AI Safety

I made a job-level AI capability estimator by asking "Where is AI doing similar work today?"

Tool uses Anthropic's Economic Index and semantic search to predict which tasks AI can handle today.

Deep Dive

Developer Alex A has created a novel tool that estimates AI capabilities across different occupations by asking a simple but powerful question: "Where is AI doing similar work today?" Built on top of Anthropic's Economic Index—which tracks actual AI usage by specific occupations on tasks from the O*NET database—the tool goes beyond mere adoption metrics to infer current AI capability. The core methodology involves creating vector embeddings for all task descriptions in the database and using semantic search to find the nearest similar tasks. If AI is being used for a semantically similar task in a different occupation, the tool updates the capability score for the original task, effectively cross-pollinating evidence of AI competence across job boundaries.

To ensure accuracy, Alex implemented a sanity-check layer using Claude Haiku to review scores and prevent misleading transfers—like a physical task inheriting a high score from a purely informational but semantically similar one. The tool, which visualizes data for over 800 occupations, was developed with assistance from Claude Opus 4.6. While the methodology has limitations (notably, it still shows 0% capability for some technical tasks like "Select programming languages" for Web Developers), it provides a more grounded, evidence-based view of AI's current reach into the workforce than speculative forecasts.

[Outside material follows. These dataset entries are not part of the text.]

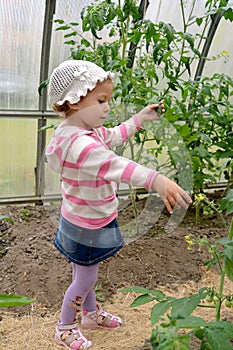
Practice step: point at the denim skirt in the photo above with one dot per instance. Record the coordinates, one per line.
(88, 246)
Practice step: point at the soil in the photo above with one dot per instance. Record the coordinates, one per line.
(157, 256)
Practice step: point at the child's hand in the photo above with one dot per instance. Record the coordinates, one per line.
(172, 194)
(149, 113)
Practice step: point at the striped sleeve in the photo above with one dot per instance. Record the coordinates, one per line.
(97, 161)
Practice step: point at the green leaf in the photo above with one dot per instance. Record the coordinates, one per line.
(189, 38)
(191, 322)
(184, 307)
(70, 34)
(168, 31)
(227, 203)
(229, 269)
(85, 42)
(217, 339)
(7, 300)
(158, 310)
(65, 27)
(60, 21)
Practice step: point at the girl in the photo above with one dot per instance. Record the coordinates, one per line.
(88, 232)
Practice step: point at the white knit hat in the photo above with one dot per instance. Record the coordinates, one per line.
(72, 79)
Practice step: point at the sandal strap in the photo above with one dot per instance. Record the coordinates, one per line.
(67, 327)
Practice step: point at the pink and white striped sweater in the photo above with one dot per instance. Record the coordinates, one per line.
(89, 170)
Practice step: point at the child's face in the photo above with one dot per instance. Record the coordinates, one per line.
(94, 107)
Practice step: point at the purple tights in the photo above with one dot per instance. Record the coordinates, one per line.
(81, 288)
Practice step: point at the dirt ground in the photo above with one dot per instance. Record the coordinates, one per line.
(155, 258)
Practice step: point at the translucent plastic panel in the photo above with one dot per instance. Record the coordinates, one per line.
(21, 29)
(17, 157)
(52, 183)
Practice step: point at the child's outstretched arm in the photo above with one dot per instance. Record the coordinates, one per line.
(172, 194)
(117, 135)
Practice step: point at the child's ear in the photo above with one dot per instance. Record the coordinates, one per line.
(73, 106)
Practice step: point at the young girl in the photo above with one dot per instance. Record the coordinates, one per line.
(88, 232)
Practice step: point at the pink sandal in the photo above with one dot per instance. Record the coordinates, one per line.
(99, 319)
(70, 337)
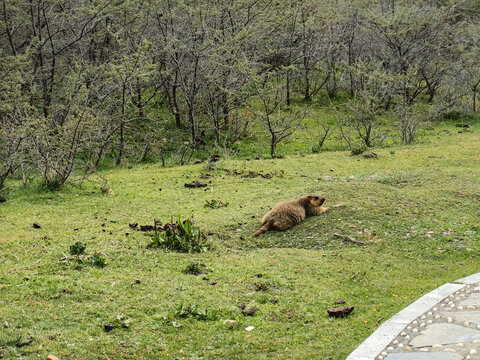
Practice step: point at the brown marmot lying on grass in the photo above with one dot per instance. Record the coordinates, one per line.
(285, 214)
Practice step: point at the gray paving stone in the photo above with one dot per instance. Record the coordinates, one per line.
(444, 334)
(424, 356)
(472, 316)
(470, 280)
(386, 332)
(473, 299)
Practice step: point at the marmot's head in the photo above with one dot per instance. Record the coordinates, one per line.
(316, 200)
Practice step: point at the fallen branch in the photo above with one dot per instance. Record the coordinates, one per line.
(349, 238)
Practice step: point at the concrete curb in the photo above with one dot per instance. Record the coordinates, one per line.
(390, 329)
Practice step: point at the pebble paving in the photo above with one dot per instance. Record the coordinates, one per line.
(449, 330)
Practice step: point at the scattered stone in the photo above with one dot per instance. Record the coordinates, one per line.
(147, 227)
(465, 316)
(441, 333)
(423, 356)
(195, 184)
(250, 312)
(25, 343)
(109, 327)
(370, 155)
(340, 311)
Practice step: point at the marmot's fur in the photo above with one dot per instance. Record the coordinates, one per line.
(285, 214)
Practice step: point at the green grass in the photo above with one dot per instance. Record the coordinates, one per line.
(416, 207)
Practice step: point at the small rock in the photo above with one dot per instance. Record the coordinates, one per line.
(340, 311)
(109, 327)
(250, 312)
(370, 155)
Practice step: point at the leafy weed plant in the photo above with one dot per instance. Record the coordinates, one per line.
(215, 204)
(181, 237)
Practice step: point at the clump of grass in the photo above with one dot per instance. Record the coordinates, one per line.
(358, 150)
(194, 268)
(77, 249)
(215, 204)
(181, 237)
(261, 287)
(185, 311)
(97, 260)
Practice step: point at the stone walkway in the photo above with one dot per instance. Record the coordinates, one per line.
(442, 325)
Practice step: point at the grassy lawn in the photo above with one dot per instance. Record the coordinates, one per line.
(416, 207)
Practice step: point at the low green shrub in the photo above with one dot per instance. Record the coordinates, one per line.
(181, 237)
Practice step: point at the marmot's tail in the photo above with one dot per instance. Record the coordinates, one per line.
(268, 225)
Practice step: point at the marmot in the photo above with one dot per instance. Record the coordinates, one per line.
(285, 214)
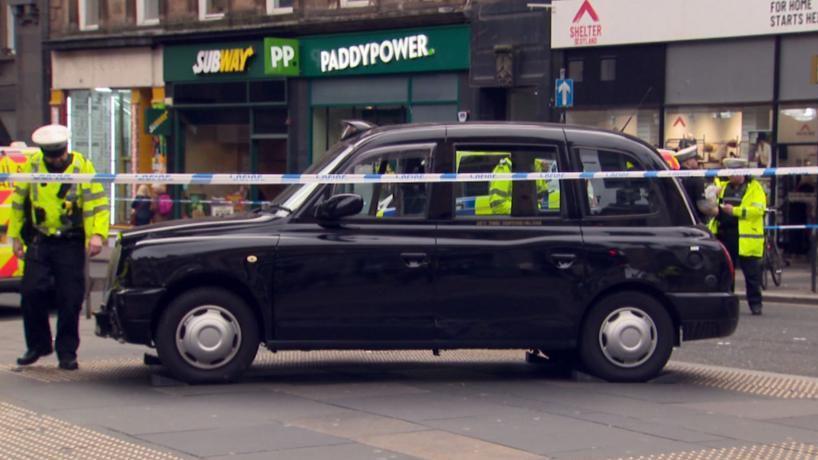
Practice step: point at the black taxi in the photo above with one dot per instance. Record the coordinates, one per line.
(613, 271)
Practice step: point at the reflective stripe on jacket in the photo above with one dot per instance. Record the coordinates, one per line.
(59, 208)
(750, 214)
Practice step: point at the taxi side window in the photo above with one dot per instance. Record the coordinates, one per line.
(614, 196)
(500, 197)
(386, 200)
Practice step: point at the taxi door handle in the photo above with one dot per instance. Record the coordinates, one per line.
(415, 259)
(563, 261)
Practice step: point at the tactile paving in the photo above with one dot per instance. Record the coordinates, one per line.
(779, 451)
(746, 381)
(27, 435)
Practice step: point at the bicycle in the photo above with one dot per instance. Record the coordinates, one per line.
(772, 264)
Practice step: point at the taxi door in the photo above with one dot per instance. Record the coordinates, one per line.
(508, 270)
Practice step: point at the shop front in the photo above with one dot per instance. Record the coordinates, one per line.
(229, 115)
(101, 95)
(618, 88)
(386, 77)
(797, 139)
(711, 105)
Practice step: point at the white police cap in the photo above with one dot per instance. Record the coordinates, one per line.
(51, 137)
(735, 163)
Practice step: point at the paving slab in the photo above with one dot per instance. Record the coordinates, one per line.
(339, 451)
(419, 407)
(241, 440)
(758, 409)
(356, 425)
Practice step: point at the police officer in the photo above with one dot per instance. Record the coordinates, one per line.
(695, 186)
(67, 219)
(740, 226)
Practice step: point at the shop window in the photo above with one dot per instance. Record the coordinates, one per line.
(383, 200)
(270, 121)
(212, 9)
(8, 38)
(89, 14)
(437, 113)
(268, 91)
(100, 122)
(279, 6)
(215, 141)
(617, 197)
(506, 198)
(210, 94)
(575, 70)
(147, 12)
(354, 3)
(607, 69)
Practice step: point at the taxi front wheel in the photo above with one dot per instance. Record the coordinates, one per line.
(626, 337)
(207, 335)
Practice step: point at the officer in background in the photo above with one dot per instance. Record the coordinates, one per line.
(695, 187)
(740, 226)
(500, 189)
(67, 219)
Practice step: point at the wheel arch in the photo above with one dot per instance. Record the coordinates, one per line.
(209, 280)
(641, 288)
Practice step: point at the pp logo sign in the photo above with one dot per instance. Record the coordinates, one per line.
(281, 57)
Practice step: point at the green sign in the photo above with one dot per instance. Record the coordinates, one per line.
(281, 57)
(158, 122)
(397, 51)
(214, 61)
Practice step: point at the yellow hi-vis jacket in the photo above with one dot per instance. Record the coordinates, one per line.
(750, 220)
(500, 190)
(80, 206)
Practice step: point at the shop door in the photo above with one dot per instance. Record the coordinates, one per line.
(799, 195)
(269, 157)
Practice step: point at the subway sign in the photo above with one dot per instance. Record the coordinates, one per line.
(433, 49)
(231, 60)
(415, 50)
(219, 61)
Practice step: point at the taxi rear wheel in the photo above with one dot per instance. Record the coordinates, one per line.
(626, 337)
(207, 335)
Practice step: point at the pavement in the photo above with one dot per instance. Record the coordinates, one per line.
(476, 404)
(796, 286)
(471, 404)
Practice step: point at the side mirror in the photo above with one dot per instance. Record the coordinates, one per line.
(339, 206)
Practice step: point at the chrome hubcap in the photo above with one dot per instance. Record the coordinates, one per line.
(628, 337)
(208, 337)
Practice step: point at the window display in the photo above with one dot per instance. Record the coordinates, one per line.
(719, 132)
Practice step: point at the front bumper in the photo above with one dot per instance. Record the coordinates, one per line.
(706, 315)
(128, 314)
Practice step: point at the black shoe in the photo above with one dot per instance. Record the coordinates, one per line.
(69, 364)
(31, 357)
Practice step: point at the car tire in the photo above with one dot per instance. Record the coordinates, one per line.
(626, 337)
(207, 336)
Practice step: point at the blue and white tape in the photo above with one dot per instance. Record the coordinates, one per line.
(270, 179)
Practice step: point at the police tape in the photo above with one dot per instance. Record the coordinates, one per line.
(287, 179)
(792, 227)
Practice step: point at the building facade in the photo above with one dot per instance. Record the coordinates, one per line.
(23, 74)
(724, 85)
(193, 86)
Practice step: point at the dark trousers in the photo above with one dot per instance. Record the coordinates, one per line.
(750, 266)
(53, 277)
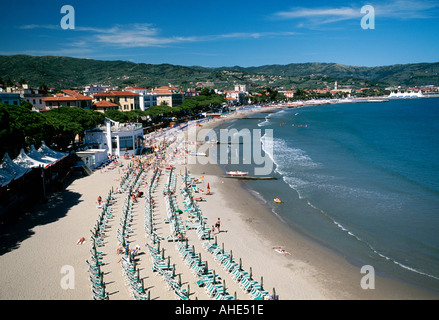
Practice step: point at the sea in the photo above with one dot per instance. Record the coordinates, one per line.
(360, 179)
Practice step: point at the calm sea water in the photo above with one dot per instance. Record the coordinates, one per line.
(361, 179)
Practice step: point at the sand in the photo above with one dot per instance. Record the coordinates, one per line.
(35, 248)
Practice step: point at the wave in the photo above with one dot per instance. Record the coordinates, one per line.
(286, 157)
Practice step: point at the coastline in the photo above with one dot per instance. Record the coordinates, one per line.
(35, 249)
(312, 271)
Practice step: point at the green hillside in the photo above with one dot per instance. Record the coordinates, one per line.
(65, 72)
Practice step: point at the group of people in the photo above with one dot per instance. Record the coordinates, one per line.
(217, 226)
(128, 252)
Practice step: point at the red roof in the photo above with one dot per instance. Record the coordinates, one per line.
(105, 104)
(68, 95)
(165, 90)
(116, 94)
(134, 88)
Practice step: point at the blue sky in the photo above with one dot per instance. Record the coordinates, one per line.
(225, 33)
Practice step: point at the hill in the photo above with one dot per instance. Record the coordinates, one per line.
(64, 72)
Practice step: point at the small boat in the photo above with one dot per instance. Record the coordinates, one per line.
(236, 173)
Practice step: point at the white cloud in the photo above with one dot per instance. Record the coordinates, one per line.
(398, 9)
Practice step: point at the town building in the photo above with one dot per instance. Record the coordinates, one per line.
(241, 87)
(146, 98)
(104, 105)
(68, 98)
(126, 100)
(234, 97)
(10, 98)
(168, 95)
(93, 89)
(116, 139)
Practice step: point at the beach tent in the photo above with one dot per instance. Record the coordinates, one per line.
(34, 154)
(14, 170)
(45, 150)
(24, 161)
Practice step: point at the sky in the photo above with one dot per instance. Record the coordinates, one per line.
(224, 33)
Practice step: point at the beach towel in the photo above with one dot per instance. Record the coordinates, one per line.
(282, 251)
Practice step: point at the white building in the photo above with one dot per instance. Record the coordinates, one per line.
(98, 88)
(241, 88)
(146, 99)
(116, 138)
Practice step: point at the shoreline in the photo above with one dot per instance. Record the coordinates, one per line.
(342, 277)
(39, 244)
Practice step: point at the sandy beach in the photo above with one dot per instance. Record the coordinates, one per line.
(36, 248)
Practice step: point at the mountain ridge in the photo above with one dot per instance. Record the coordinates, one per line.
(58, 71)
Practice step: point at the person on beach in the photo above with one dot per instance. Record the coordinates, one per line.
(218, 225)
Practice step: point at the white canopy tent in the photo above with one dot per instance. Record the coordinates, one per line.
(34, 154)
(5, 178)
(23, 160)
(12, 169)
(45, 150)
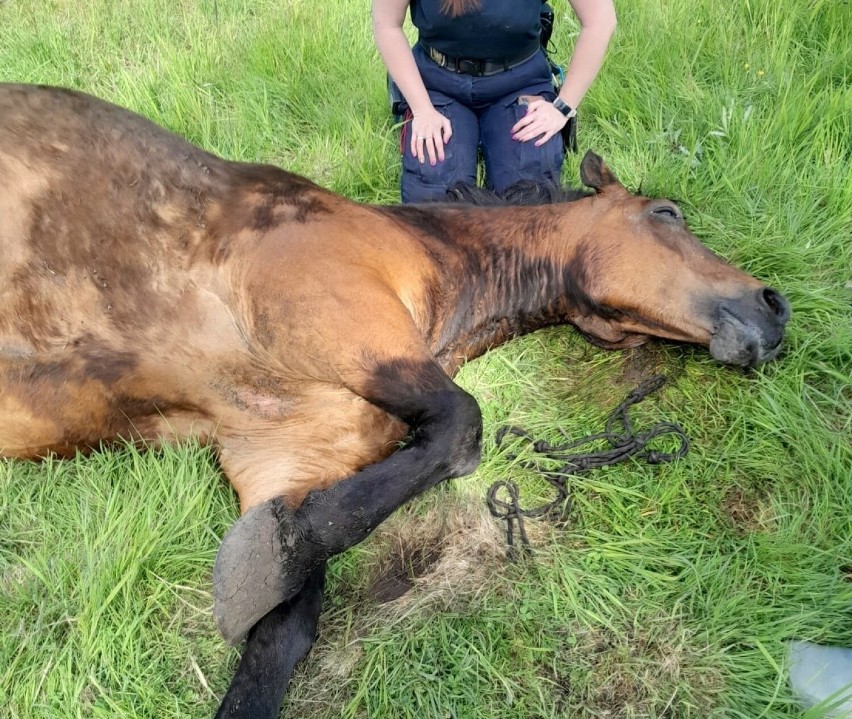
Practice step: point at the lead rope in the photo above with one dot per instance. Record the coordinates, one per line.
(622, 445)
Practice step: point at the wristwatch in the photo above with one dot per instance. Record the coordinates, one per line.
(563, 107)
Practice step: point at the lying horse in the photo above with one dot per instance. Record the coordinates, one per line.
(152, 292)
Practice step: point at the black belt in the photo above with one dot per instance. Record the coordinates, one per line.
(480, 68)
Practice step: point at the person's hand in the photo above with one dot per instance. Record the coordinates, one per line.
(430, 131)
(542, 121)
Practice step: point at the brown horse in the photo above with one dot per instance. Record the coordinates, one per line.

The interactive result is available on Alex's LessWrong post, offering professionals a data-driven lens to assess automation risk and opportunity in their own roles.

Key Points
  • Built on Anthropic's Economic Index data tracking real AI usage across occupations
  • Uses vector embeddings & semantic search to find where AI handles similar tasks in other jobs
  • Includes Claude Haiku sanity checks to filter out illogical capability transfers

Why It Matters

Provides professionals with a data-driven, evidence-based view of which specific job tasks AI can automate right now.